Suzanne Miles is among those still waiting for justice, her legal advocates say. As a child, she was psychologically and physically abused by family members, according to her commutation application. Her homes as an adult were no better.
At 19, she met the father of her first child. During their relationship, according to her application, he choked and slapped her, and often forbade her from leaving their home. In 1983, less than a month after she gave birth to their daughter, she left him. The father of her second child—whom she began a relationship with in 1985—beat her and went into “drunken rampages,” according to the application. After their daughter was born, she left him as well.
“Being in situations of domestic violence, it’s like a roller coaster,” Miles, another Lewis & Clark client, told The Appeal in a phone call from Coffee Creek Correctional Facility. “I feel like I have learned more about myself while I’m in prison to know that I’m valuable in so many different ways that I would never allow somebody to treat me like that again. It’s a horrible way to have to learn that lesson.”
On Feb. 28, 2000, she bought a gun to kill herself, according to the application. Miles, who was suffering from depression, had begun taking the antidepressant Paxil, which her lawyers say contributed to her suicidal ideation and violent behavior.
The next day, Miles’s husband told her he wanted a divorce. She drove to his office. While he sat at his desk, she shot him. She then tried to kill herself, but the gun jammed. She shot him a second time, then drove to the police station and confessed, according to her application.
In 2002, Miles was convicted of murder and sentenced to 25 years to life. She volunteers in the hospice unit and trains service dogs to work with people with disabilities, according to the state Department of Corrections. She has never received a disciplinary infraction, according to the department.
“I agonize over the choices that I made, that I’ve taken Matt’s life and hurt my children,” said Miles, now 57. “That’s something that I wish I could change so I just try to be a better person every day because I don’t ever want to be a victim again and I don’t ever want to victimize anybody ever again.”

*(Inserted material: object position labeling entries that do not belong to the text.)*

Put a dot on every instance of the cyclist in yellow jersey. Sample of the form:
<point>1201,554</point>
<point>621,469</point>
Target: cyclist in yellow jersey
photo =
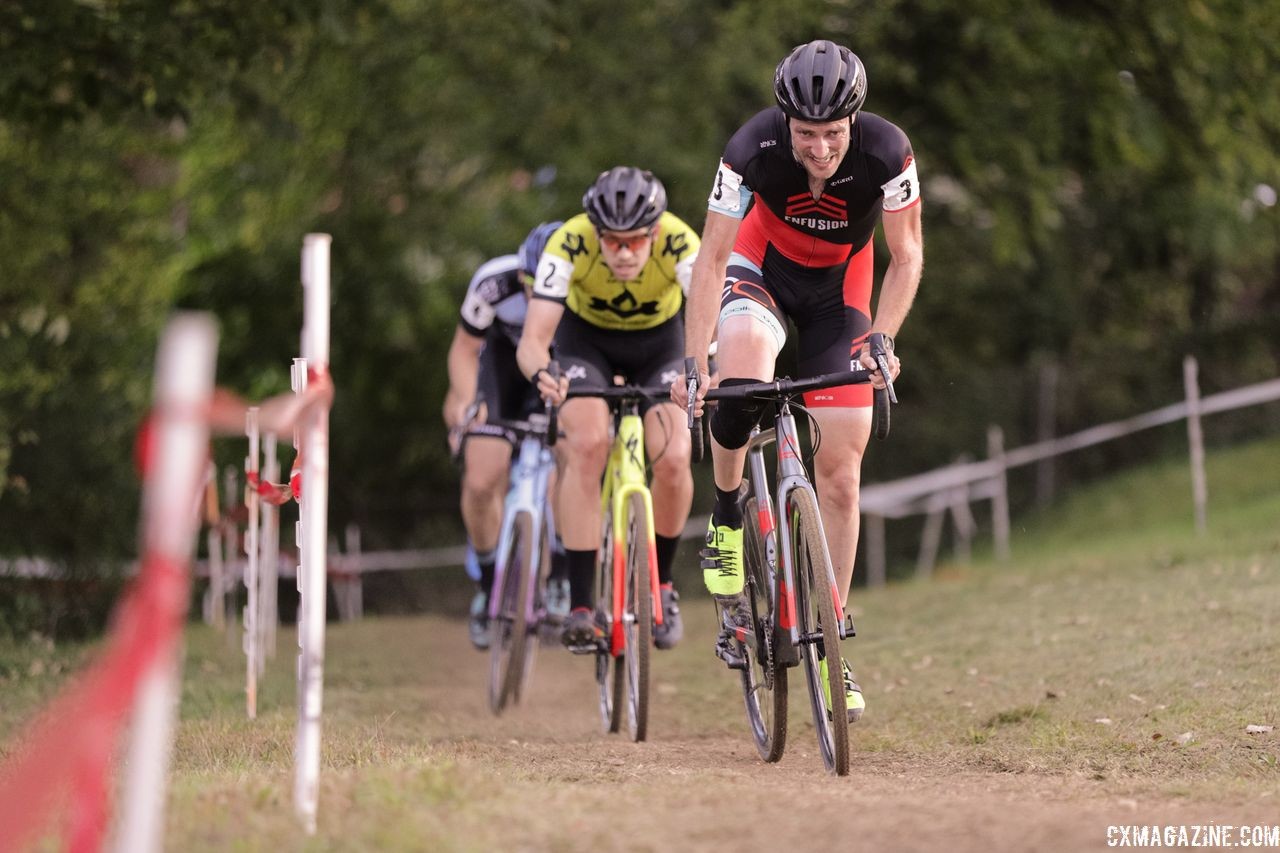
<point>608,292</point>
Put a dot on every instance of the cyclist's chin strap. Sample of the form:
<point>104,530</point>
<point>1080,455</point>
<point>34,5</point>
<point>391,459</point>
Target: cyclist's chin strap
<point>734,420</point>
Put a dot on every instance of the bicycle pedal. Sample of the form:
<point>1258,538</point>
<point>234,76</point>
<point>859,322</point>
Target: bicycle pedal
<point>726,652</point>
<point>588,648</point>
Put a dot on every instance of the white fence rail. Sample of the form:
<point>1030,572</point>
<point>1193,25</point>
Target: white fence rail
<point>945,491</point>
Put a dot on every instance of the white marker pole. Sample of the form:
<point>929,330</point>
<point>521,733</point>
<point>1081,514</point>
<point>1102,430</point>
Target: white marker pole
<point>251,564</point>
<point>183,387</point>
<point>270,562</point>
<point>315,533</point>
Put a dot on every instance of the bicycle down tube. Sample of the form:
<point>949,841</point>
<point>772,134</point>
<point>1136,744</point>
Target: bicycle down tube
<point>626,479</point>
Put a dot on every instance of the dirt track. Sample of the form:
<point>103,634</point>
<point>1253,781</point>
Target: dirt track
<point>699,784</point>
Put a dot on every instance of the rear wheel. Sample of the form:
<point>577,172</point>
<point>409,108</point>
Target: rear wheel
<point>609,671</point>
<point>638,616</point>
<point>508,630</point>
<point>819,629</point>
<point>764,683</point>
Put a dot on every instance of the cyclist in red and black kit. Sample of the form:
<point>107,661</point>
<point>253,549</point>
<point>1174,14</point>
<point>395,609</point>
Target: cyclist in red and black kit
<point>789,235</point>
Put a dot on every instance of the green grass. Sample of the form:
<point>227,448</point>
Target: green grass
<point>1116,655</point>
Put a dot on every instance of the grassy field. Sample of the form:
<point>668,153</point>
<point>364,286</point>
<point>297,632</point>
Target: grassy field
<point>1106,674</point>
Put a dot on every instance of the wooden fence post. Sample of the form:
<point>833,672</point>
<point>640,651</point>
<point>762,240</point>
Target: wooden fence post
<point>1000,498</point>
<point>873,527</point>
<point>1046,427</point>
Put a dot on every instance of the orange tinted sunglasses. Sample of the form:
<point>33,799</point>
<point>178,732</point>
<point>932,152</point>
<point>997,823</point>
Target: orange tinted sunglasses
<point>616,243</point>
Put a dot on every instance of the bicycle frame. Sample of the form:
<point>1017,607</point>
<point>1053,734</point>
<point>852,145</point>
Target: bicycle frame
<point>776,524</point>
<point>625,478</point>
<point>530,474</point>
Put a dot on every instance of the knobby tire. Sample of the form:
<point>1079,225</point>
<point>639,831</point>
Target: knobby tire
<point>764,683</point>
<point>508,633</point>
<point>638,615</point>
<point>816,611</point>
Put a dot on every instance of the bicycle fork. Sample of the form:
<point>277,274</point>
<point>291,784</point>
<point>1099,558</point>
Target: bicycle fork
<point>529,479</point>
<point>775,519</point>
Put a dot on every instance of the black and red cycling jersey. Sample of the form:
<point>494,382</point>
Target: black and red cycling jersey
<point>759,173</point>
<point>810,259</point>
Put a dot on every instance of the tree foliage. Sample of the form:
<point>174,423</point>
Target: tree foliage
<point>1098,185</point>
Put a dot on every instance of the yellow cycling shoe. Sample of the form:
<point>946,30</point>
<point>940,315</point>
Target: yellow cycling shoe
<point>722,560</point>
<point>854,701</point>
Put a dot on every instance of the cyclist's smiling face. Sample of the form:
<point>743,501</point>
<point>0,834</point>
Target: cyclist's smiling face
<point>626,251</point>
<point>819,146</point>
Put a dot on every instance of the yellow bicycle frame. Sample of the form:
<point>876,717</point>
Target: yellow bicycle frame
<point>624,478</point>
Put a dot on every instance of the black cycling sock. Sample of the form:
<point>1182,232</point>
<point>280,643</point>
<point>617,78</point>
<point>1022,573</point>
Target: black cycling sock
<point>581,576</point>
<point>487,561</point>
<point>727,511</point>
<point>560,565</point>
<point>666,548</point>
<point>560,562</point>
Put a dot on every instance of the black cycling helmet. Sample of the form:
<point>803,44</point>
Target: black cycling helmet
<point>624,199</point>
<point>821,82</point>
<point>534,243</point>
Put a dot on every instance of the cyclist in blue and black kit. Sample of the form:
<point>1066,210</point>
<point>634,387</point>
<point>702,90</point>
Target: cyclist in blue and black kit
<point>485,382</point>
<point>789,235</point>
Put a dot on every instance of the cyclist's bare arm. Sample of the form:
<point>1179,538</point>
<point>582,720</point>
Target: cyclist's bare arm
<point>535,347</point>
<point>905,241</point>
<point>704,292</point>
<point>464,365</point>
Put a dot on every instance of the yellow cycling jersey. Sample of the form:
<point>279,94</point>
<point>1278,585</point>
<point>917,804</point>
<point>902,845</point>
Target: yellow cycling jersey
<point>572,272</point>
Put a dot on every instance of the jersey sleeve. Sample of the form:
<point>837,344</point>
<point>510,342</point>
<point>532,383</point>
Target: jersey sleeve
<point>478,311</point>
<point>730,195</point>
<point>891,150</point>
<point>556,265</point>
<point>904,190</point>
<point>680,243</point>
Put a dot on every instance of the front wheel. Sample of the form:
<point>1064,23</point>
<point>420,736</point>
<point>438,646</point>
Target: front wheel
<point>508,630</point>
<point>609,671</point>
<point>638,615</point>
<point>819,630</point>
<point>764,683</point>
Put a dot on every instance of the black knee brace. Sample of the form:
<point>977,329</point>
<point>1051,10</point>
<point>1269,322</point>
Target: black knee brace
<point>734,419</point>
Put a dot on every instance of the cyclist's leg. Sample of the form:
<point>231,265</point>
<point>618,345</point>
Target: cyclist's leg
<point>656,357</point>
<point>484,483</point>
<point>581,456</point>
<point>831,328</point>
<point>752,332</point>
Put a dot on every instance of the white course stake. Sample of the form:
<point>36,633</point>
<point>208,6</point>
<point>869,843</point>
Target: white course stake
<point>269,566</point>
<point>252,635</point>
<point>183,386</point>
<point>314,529</point>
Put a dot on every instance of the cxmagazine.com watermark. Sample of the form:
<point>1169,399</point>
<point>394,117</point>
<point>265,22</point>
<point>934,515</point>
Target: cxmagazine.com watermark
<point>1193,835</point>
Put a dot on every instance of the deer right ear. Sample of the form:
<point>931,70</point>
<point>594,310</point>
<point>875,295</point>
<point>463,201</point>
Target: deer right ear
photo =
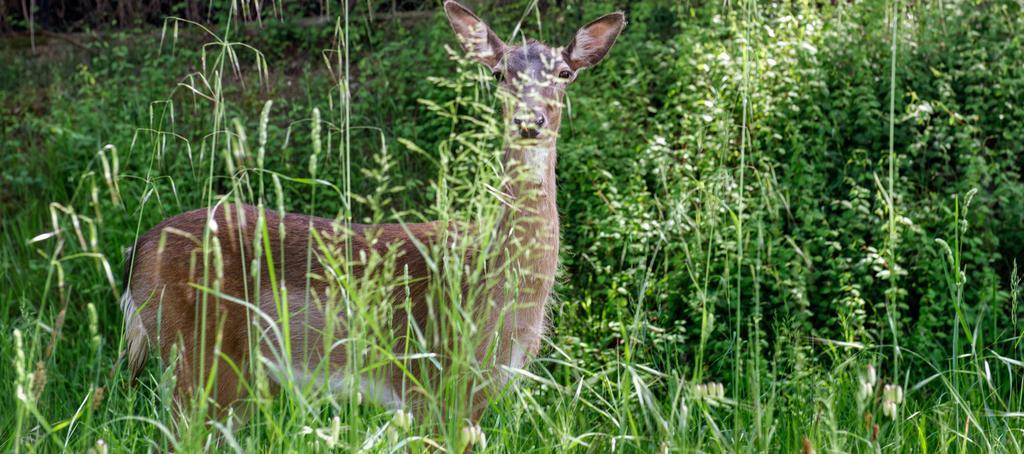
<point>475,36</point>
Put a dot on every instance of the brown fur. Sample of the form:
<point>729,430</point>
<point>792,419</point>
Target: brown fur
<point>166,304</point>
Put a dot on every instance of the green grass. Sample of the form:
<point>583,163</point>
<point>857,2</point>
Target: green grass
<point>773,198</point>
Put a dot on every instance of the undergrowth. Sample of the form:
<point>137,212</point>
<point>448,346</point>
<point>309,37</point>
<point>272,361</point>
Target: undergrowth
<point>784,227</point>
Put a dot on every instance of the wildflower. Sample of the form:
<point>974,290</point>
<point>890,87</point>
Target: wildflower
<point>99,448</point>
<point>867,382</point>
<point>892,398</point>
<point>713,393</point>
<point>331,436</point>
<point>472,436</point>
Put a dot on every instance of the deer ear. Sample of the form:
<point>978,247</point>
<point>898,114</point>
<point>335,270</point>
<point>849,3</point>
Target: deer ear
<point>475,36</point>
<point>594,40</point>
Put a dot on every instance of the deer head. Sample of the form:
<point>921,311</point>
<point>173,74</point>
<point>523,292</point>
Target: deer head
<point>532,77</point>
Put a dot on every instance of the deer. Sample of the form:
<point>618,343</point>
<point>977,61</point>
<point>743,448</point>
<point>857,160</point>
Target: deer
<point>168,306</point>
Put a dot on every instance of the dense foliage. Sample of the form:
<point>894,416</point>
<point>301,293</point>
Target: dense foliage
<point>743,201</point>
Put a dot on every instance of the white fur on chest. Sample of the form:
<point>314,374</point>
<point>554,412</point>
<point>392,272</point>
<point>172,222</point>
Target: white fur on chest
<point>539,160</point>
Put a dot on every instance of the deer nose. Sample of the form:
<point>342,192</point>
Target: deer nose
<point>529,128</point>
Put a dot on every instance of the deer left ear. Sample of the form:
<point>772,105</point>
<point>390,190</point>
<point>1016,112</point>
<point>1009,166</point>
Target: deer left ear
<point>594,40</point>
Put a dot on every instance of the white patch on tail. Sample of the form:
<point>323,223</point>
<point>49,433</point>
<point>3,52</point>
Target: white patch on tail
<point>135,334</point>
<point>371,388</point>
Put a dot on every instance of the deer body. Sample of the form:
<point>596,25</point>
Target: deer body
<point>167,303</point>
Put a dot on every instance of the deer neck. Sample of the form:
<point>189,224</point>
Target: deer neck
<point>530,230</point>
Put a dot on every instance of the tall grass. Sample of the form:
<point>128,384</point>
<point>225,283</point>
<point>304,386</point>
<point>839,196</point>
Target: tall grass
<point>754,260</point>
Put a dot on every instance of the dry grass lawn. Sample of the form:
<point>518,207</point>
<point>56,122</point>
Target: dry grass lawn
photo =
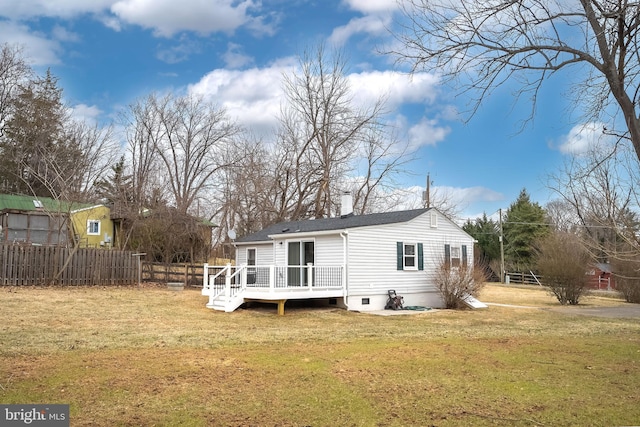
<point>128,356</point>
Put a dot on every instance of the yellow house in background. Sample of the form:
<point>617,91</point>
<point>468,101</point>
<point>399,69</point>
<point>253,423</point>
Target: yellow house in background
<point>92,226</point>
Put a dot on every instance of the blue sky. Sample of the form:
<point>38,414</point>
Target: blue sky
<point>109,52</point>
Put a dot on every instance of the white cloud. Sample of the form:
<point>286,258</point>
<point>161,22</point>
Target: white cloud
<point>64,35</point>
<point>254,96</point>
<point>427,132</point>
<point>179,52</point>
<point>38,49</point>
<point>398,88</point>
<point>235,58</point>
<point>372,6</point>
<point>167,17</point>
<point>251,96</point>
<point>371,24</point>
<point>86,113</point>
<point>582,138</point>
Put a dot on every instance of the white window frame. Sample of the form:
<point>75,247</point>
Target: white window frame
<point>414,256</point>
<point>255,260</point>
<point>458,259</point>
<point>91,222</point>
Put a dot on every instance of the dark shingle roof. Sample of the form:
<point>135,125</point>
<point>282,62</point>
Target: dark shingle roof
<point>329,224</point>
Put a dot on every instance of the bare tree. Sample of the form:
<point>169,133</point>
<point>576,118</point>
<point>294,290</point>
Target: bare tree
<point>143,131</point>
<point>194,143</point>
<point>14,71</point>
<point>598,190</point>
<point>482,45</point>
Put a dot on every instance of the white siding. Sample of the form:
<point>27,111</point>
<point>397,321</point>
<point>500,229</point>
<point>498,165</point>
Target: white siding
<point>372,261</point>
<point>264,253</point>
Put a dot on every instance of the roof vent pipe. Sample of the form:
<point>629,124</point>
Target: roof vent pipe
<point>346,205</point>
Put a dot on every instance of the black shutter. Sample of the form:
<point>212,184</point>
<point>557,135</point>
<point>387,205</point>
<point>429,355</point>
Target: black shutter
<point>447,256</point>
<point>464,255</point>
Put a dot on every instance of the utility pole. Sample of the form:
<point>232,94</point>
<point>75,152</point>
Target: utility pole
<point>501,249</point>
<point>427,195</point>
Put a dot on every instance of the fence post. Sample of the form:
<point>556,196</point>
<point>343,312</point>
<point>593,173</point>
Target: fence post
<point>227,283</point>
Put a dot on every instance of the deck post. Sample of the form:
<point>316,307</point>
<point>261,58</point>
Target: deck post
<point>227,284</point>
<point>272,277</point>
<point>205,276</point>
<point>310,275</point>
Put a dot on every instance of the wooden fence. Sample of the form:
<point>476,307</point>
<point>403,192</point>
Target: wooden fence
<point>523,278</point>
<point>51,265</point>
<point>188,274</point>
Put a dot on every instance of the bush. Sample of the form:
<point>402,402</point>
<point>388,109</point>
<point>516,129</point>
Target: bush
<point>627,277</point>
<point>562,261</point>
<point>456,283</point>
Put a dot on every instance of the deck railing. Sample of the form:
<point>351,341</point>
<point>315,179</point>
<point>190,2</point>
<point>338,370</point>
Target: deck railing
<point>270,277</point>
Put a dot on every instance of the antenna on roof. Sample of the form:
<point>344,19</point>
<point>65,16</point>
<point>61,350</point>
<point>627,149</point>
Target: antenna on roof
<point>426,196</point>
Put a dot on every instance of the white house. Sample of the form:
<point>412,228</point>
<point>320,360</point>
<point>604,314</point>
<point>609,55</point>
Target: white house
<point>351,260</point>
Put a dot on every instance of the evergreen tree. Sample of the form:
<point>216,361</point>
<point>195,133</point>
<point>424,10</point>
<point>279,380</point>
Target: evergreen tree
<point>525,222</point>
<point>486,232</point>
<point>37,158</point>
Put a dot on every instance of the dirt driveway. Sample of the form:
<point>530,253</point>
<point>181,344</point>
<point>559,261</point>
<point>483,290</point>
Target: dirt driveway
<point>629,311</point>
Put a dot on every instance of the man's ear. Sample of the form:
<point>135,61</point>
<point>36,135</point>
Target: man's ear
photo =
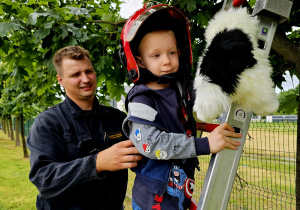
<point>139,62</point>
<point>60,80</point>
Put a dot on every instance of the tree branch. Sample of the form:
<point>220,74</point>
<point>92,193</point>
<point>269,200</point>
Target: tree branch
<point>109,22</point>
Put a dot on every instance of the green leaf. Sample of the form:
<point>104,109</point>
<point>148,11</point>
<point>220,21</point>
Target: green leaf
<point>74,30</point>
<point>79,11</point>
<point>41,34</point>
<point>6,27</point>
<point>32,20</point>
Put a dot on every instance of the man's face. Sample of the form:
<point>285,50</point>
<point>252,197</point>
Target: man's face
<point>78,78</point>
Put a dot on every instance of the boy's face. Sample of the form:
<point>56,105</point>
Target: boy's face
<point>158,53</point>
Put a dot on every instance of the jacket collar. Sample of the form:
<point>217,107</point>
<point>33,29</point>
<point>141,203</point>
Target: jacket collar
<point>76,111</point>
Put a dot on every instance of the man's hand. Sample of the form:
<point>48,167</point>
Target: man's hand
<point>220,138</point>
<point>119,156</point>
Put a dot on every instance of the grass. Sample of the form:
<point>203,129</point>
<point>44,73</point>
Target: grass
<point>267,165</point>
<point>16,191</point>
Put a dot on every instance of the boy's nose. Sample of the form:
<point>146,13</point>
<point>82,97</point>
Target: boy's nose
<point>85,78</point>
<point>166,59</point>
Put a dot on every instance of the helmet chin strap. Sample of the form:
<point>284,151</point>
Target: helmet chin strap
<point>147,76</point>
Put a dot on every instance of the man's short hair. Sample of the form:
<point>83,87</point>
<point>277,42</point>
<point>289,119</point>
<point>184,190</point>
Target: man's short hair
<point>71,52</point>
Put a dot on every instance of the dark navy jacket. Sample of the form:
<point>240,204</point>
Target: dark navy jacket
<point>63,143</point>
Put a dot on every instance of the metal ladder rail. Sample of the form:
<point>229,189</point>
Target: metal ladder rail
<point>223,165</point>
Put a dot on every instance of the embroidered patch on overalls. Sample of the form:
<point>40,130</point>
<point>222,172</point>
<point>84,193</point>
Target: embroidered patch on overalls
<point>161,154</point>
<point>138,134</point>
<point>165,137</point>
<point>177,148</point>
<point>146,148</point>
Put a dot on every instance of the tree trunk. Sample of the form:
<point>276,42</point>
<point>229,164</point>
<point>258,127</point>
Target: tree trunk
<point>3,125</point>
<point>7,126</point>
<point>18,143</point>
<point>12,136</point>
<point>298,160</point>
<point>25,151</point>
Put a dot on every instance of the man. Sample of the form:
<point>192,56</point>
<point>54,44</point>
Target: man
<point>79,155</point>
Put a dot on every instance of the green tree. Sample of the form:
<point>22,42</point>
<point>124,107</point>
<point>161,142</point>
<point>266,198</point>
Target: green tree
<point>288,101</point>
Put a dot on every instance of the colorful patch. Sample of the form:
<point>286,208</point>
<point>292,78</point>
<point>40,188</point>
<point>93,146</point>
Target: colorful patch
<point>161,154</point>
<point>165,137</point>
<point>177,148</point>
<point>146,148</point>
<point>138,134</point>
<point>189,187</point>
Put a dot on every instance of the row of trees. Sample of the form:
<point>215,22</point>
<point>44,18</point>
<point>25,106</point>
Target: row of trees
<point>32,30</point>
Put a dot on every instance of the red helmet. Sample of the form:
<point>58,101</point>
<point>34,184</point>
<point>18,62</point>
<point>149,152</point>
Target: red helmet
<point>156,12</point>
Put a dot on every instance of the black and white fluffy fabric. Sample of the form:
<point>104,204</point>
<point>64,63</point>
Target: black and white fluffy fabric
<point>233,68</point>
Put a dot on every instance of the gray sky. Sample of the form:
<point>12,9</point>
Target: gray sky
<point>130,6</point>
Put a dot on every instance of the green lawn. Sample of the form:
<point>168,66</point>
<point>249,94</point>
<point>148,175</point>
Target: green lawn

In another application before Brown, attorney Mayhew told the story of Jerome Sloan: After his mother kicked him out when he was 13, he was homeless for much of his teenage years. In 1994, at 19, Sloan was sentenced to life without parole for the murder of Roger Penn who was killed during a robbery. Sloan has accused his co-defendant Robert Kelley of shooting Penn, and Kelley has accused Sloan of shooting Penn.
Now 45, Sloan leads classes on restorative justice and conflict resolution. “Most of my work here is based around helping young gang members turn their life around,” he wrote to Brown. “I can connect with those young men easier than most because I used to be just like them: a misguided, angry, miserable young adult.”
Sloan, a painter, has also taught art classes to fellow prisoners, according to the Department of Corrections. Art, he wrote to Governor Brown, “changed my life and I want to use it to help change others.”
In 2016, he met Penn’s son, David Penn, who supports Sloan’s application requesting that Brown commute his sentence to life with parole.
“Jerome clearly has worked hard to become a better man which is what should define him,” Penn wrote in a letter to Brown, included in Sloan’s application. “For Jerome to be able to take all that he has learned and who he has become, due in part to my father’s murder, and turn it to good, that would bring meaning to it.”